Cacao 70 and the related defendants argued that the Gatineau franchisee’s claim against the directors was vague and should be dismissed. They also argued that Likeli’s claim should be dismissed entirely because the plaintiff had no interest in the claim.
The Gatineau franchisee’s claim against the directors was not clearly unfounded
The Gatineau franchisee alleged that the representations of Cacao 70’s directors were extra-contractual faults that gave rise to personal liability. It also claimed that the corporate veil should be lifted because the franchise system was fraudulent.
Cacao 70 claimed that the Gatineau franchisee’s allegations were insufficient to give rise to personal liability, and that there was no evidence at the examination for discovery of the franchisee’s principal that could give rise to personal liability against the directors.
Under Articles 51 and 52 of Quebec’s Civil Code of Procedure, a court may dismiss a claim that is clearly unfounded. The legal test is whether the claim has no reasonable chance of succeeding. Courts may examine the allegations and all evidence.

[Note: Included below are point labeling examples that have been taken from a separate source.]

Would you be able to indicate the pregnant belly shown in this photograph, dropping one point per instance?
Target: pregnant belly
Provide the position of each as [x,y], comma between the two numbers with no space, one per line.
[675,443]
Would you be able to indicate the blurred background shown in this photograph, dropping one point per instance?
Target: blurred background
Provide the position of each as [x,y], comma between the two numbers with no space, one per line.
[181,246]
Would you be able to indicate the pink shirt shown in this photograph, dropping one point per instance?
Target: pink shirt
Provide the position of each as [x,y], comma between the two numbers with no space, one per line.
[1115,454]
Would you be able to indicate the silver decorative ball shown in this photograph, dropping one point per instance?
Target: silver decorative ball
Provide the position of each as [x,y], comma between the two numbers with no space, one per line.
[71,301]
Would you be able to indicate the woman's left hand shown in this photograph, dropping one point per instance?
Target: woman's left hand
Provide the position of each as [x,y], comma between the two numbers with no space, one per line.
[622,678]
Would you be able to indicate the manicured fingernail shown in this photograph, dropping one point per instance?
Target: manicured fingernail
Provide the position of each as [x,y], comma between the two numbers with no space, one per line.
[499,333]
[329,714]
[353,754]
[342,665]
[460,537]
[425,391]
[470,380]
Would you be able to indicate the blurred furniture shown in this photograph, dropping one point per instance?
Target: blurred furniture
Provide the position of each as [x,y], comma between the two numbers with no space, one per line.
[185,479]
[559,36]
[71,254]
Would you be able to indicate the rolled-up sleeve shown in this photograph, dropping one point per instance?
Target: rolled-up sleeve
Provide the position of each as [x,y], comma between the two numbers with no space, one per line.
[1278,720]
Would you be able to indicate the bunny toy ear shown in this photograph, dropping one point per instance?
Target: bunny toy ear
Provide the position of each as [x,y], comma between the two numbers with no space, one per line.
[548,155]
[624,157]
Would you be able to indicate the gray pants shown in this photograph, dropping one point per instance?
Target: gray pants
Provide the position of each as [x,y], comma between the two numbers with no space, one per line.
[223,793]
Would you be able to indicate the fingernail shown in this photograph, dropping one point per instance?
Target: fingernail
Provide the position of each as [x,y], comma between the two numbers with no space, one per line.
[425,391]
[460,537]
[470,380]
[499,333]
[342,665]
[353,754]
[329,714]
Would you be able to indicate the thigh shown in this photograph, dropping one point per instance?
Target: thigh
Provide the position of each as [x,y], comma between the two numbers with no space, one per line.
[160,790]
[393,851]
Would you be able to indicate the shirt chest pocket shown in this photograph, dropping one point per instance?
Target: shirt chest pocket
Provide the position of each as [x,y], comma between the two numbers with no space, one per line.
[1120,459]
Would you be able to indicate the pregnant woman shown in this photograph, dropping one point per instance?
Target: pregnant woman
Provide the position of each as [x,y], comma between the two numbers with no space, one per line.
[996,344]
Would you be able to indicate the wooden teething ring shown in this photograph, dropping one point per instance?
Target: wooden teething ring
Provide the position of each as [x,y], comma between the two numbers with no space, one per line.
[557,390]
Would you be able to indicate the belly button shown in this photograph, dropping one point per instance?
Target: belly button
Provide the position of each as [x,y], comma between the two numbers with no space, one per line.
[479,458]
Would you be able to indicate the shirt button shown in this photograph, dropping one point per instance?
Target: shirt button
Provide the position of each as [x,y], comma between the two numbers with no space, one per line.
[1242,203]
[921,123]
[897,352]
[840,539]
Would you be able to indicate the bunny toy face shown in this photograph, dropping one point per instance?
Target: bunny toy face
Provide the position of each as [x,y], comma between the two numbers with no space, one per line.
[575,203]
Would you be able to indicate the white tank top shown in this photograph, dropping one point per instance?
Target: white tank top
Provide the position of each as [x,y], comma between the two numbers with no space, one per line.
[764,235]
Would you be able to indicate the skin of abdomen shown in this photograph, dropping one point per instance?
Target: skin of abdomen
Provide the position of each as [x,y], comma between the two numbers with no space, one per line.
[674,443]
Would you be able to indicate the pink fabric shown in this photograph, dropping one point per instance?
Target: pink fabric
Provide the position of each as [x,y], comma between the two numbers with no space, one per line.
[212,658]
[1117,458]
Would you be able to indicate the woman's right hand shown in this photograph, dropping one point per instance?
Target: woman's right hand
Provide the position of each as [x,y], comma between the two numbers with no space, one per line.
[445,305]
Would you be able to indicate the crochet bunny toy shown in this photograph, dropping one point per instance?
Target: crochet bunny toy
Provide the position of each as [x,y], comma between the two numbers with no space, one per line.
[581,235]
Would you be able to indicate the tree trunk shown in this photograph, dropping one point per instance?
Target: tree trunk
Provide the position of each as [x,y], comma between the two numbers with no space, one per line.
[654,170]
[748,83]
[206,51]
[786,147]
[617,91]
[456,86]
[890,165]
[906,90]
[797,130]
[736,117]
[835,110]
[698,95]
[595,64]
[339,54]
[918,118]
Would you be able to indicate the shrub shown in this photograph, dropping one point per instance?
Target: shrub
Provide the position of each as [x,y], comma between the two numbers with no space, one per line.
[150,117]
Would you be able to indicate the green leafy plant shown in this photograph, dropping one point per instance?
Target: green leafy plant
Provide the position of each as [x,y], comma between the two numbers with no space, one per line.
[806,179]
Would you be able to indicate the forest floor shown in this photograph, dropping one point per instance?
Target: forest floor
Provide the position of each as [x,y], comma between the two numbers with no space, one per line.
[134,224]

The court refused to dismiss the Gatineau franchisee’s claim against the directors. It held that the directors may be liable if they made representations for the purpose of misleading the franchisee or if they developed a scheme to defraud franchisees. The court could not foreclose the possibility that the franchisee would be able to prove this. It also held that the evidence was incomplete, and examination transcript of the franchisee’s principal was not necessarily the full evidence of the franchisee.
The court dismissed Likeli’s claim
As noted earlier, Likeli Inc. was a shareholder of two Cacao 70 franchises in Vancouver, but it was not the corporate franchisee.
Under Quebec’s Civil Code of Procedure, a person must have sufficient interest to bring an action. A person must have a direct and personal interest. For a shareholder to bring an action, it must show that there was a breach of a distinct obligation to that shareholder, and that it suffered a loss that is distinct from the loss of the corporation.
Likeli based its claim on misrepresentation, mismanagement of the franchise system, failure to provide support, and billing anomalies. The court held that Cacao 70 did not legally owe any of these alleged obligations to Likeli, but, rather, to the corporate franchisees of the Vancouver franchise locations.
Likeli also sued for psychological distress. The court held that this would have been suffered not by Likeli Inc., but its shareholders.
The overarching problem was that the other shareholders of the Vancouver franchisees had refused to authorize an action. Instead, they sold their shares to Cacao 70. There could be no cause of action arising from this, and Likeli did not bring a derivative action.
Finally, the court held that Likeli’s damages were because of the failure of the business, not any alleged fault of Cacao 70. These damages are indirect and non-compensable.
The court therefore dismissed Likeli’s claim, holding that it was unfounded and appeared to be abusive.